Internal AI

Building Press, Part 3: The prompts are data, not code

June 19, 202610 min read

The first time I changed a drafting prompt and nothing changed, Press, the editorial engine I built to draft from my own work, taught me that where a prompt lives is not an academic detail.

The draft_blog prompt is the one that turns a mined story into a full blog post, and I had just rewritten it: tighter thesis, a demand for real mechanism, a ban on the filler that makes AI writing read like AI writing. I edited the default in the code, committed, deployed, watched the next draft come back, and it was the old prompt. Word for word. The deploy was clean. The code was correct.
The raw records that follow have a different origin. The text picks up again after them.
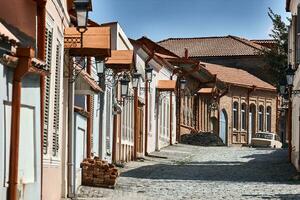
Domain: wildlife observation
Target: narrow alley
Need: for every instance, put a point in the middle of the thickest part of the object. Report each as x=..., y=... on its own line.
x=192, y=172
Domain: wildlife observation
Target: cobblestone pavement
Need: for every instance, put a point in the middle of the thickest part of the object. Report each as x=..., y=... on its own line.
x=191, y=172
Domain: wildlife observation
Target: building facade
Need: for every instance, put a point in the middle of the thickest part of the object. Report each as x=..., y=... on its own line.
x=292, y=6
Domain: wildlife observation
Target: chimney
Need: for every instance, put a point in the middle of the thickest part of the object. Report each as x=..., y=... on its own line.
x=186, y=53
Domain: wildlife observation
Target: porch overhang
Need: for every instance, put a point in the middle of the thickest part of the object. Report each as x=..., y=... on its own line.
x=166, y=85
x=95, y=42
x=120, y=60
x=206, y=91
x=85, y=84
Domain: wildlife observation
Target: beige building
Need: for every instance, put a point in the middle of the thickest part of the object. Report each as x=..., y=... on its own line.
x=292, y=6
x=246, y=106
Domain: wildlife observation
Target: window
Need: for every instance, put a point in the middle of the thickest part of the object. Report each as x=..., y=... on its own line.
x=49, y=37
x=261, y=118
x=56, y=114
x=268, y=116
x=243, y=116
x=235, y=115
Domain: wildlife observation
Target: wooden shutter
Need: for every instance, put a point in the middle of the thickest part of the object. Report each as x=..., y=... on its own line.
x=56, y=113
x=49, y=38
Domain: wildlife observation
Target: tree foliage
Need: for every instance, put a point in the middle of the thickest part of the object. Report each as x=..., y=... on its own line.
x=277, y=58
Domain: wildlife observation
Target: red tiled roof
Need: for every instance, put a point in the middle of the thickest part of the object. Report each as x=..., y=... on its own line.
x=237, y=77
x=212, y=46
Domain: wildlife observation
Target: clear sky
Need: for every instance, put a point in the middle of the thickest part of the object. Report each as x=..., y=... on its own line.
x=161, y=19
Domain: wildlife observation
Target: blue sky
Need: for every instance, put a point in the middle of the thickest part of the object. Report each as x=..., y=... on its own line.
x=161, y=19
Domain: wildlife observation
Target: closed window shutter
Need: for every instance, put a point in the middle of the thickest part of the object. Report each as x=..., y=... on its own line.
x=56, y=114
x=49, y=38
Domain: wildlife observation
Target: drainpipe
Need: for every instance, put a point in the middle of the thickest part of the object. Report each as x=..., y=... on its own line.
x=146, y=107
x=70, y=146
x=115, y=125
x=171, y=116
x=135, y=122
x=41, y=46
x=248, y=110
x=89, y=110
x=25, y=55
x=289, y=124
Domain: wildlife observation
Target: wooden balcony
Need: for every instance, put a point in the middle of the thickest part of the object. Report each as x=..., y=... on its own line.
x=120, y=60
x=95, y=42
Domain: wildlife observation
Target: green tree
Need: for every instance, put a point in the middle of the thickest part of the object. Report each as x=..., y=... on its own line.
x=277, y=58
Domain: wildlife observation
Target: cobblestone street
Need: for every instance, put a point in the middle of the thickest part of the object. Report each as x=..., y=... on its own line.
x=190, y=172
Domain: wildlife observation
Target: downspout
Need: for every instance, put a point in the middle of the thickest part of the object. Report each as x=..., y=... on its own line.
x=25, y=55
x=115, y=124
x=171, y=116
x=135, y=122
x=70, y=147
x=89, y=110
x=248, y=110
x=41, y=46
x=146, y=107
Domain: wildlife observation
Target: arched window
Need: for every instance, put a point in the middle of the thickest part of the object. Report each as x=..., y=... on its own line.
x=261, y=118
x=235, y=115
x=243, y=116
x=268, y=116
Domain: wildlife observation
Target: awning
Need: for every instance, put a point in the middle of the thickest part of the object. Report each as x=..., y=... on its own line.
x=120, y=59
x=5, y=33
x=95, y=42
x=206, y=90
x=166, y=85
x=85, y=84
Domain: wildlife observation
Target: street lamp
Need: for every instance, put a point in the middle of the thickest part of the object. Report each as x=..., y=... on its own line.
x=182, y=84
x=124, y=87
x=100, y=67
x=149, y=73
x=290, y=75
x=135, y=79
x=82, y=7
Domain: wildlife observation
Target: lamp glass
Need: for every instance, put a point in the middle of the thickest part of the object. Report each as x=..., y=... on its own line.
x=149, y=73
x=124, y=87
x=290, y=75
x=135, y=79
x=82, y=8
x=182, y=84
x=282, y=89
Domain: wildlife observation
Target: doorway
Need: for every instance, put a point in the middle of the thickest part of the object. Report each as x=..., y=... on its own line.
x=223, y=126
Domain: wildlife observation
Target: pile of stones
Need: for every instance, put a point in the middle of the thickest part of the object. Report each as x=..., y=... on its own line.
x=98, y=173
x=202, y=139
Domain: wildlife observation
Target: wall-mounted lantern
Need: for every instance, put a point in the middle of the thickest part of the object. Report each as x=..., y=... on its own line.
x=82, y=7
x=290, y=73
x=100, y=66
x=149, y=73
x=135, y=79
x=124, y=87
x=182, y=84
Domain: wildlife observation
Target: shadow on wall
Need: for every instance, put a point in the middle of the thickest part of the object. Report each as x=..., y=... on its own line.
x=272, y=167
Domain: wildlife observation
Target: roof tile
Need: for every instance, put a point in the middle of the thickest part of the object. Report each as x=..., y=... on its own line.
x=212, y=46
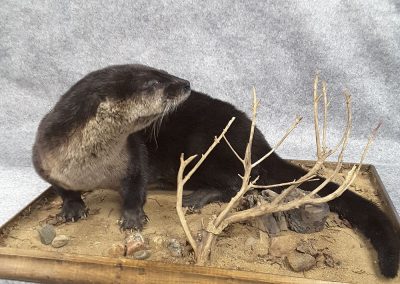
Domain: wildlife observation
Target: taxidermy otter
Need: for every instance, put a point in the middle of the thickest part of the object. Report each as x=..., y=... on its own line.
x=121, y=126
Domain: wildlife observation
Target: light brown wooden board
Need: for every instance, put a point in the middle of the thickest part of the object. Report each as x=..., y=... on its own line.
x=37, y=265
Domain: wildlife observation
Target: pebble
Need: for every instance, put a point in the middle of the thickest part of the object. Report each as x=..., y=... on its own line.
x=116, y=250
x=141, y=254
x=175, y=248
x=308, y=248
x=282, y=245
x=309, y=218
x=47, y=233
x=158, y=241
x=250, y=242
x=60, y=241
x=134, y=243
x=300, y=261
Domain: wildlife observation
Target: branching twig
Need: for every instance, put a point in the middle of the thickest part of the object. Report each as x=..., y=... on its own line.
x=228, y=216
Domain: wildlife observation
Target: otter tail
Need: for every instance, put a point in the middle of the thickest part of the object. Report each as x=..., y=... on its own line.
x=361, y=213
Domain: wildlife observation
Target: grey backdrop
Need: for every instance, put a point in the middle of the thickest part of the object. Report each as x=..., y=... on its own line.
x=224, y=48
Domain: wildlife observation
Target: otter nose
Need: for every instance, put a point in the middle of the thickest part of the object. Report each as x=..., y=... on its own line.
x=186, y=86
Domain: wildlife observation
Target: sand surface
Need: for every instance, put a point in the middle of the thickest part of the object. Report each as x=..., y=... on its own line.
x=344, y=255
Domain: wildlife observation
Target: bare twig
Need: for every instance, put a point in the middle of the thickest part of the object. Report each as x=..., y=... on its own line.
x=228, y=216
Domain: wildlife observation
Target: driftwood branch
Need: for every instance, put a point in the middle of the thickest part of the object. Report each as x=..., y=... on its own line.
x=228, y=215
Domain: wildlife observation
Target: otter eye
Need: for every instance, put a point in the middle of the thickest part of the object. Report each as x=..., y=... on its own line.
x=152, y=83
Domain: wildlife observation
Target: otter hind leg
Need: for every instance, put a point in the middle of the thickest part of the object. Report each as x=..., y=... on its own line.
x=134, y=197
x=73, y=207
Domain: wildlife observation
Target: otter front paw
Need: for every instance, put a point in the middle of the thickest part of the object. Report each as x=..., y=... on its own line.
x=73, y=210
x=133, y=219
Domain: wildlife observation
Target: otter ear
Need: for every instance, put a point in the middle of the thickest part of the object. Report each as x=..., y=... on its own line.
x=151, y=84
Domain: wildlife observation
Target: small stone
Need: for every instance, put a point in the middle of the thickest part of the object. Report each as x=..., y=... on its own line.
x=309, y=218
x=116, y=250
x=47, y=233
x=134, y=243
x=60, y=241
x=133, y=246
x=175, y=248
x=306, y=247
x=158, y=241
x=282, y=245
x=300, y=261
x=329, y=260
x=250, y=242
x=141, y=254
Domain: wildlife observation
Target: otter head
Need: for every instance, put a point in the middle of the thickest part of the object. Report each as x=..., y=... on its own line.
x=137, y=95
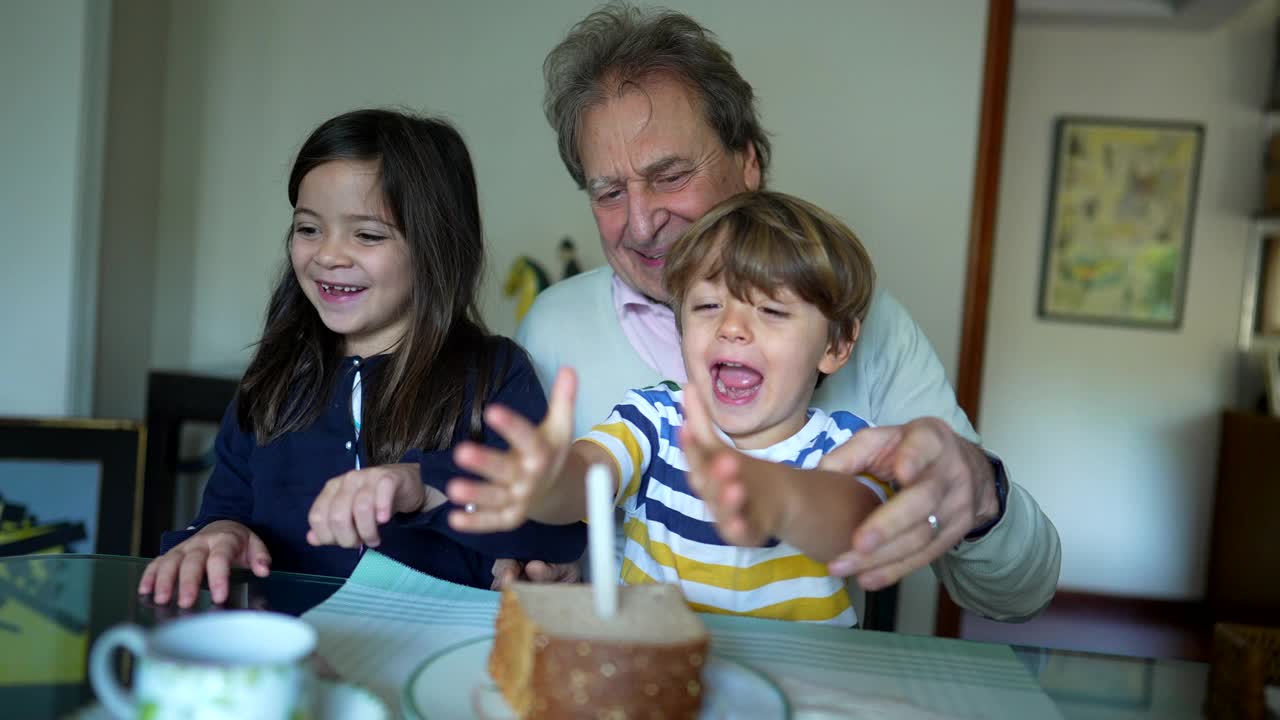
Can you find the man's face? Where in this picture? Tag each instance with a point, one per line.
(654, 167)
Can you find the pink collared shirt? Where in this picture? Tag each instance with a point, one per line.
(650, 327)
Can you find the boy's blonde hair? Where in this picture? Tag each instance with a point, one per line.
(767, 241)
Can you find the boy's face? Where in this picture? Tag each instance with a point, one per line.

The engine was reading something else entirely.

That something else was a row in a database, and finding it is what taught me the rule this part is about: in a production system that leans on a model, the prompt is the surface you touch most, and it should live where you can change it like config, not like source. Prompts are data.

TL;DR

In a production AI pipeline, the prompt is the surface you touch most, so it should live in a database row you can edit at runtime, not in a source-code constant that requires a build and deploy to change. Press, my editorial engine, resolves prompts in a fixed order: an exact stage-and-model row wins, then the model-null stage default, then the compiled code default as a last fallback. The seeder is insert-only, which means a changed code default does nothing to a row that already exists, so updating behavior requires editing both the code default and the live row. Treating prompts as config rather than code cuts the cost of iteration down to a database write, which is the whole point.

The prompt is the product, so it lives where I can edit it

Mining clusters redacted signals into story candidates. Drafting writes the blog post, and separate prompts write the LinkedIn and X versions because the shape of a good post on each is different. A panel of review judges scores the draft for quality, for hook strength, and for whether it reads as machine-written. A compose stage writes a piece from a freeform brief. An SEO stage checks how answerable the result is. Each of those is a named stage with its own prompt, sitting on top of the kind of pipeline shape I wrote about in Building Press, Part 2: The data model is the spine.

The prompts are not constants in a source file. The code ships a default for each stage, but the default is a seed, not the live instruction. The instruction the engine actually runs is a row in a prompts table, and that row is editable from the Studio dashboard. When a draft comes back flat, I do not open an editor, change a string literal, and wait on a build and a deploy. I open the prompt for that stage, edit it, save, and the next run uses it. Raising the quality bar is a database write. That is what prompts as config means in practice.

That distinction sounds small until you count how often each surface changes. I have edited the code around drafting a handful of times. I have edited the drafting prompt dozens of times, sometimes twice in an afternoon, chasing a specific tell I just noticed in the output. The thing I touch most should not be the thing that costs the most to touch.

Tip

Treat prompts as tunable config, not source. The engine reads the active row at runtime; the code default is only a seed and a fallback. If iterating on the instruction means iterating on a deploy, you will iterate less, and the quality bar is exactly the thing you want to iterate on relentlessly.

Resolution: override, then default, then fallback

A stage can run on more than one model, and a prompt that is right for one model can be wrong for another. So resolution is layered. When the engine needs the prompt for a stage, it asks by stage and model and resolves in a fixed order.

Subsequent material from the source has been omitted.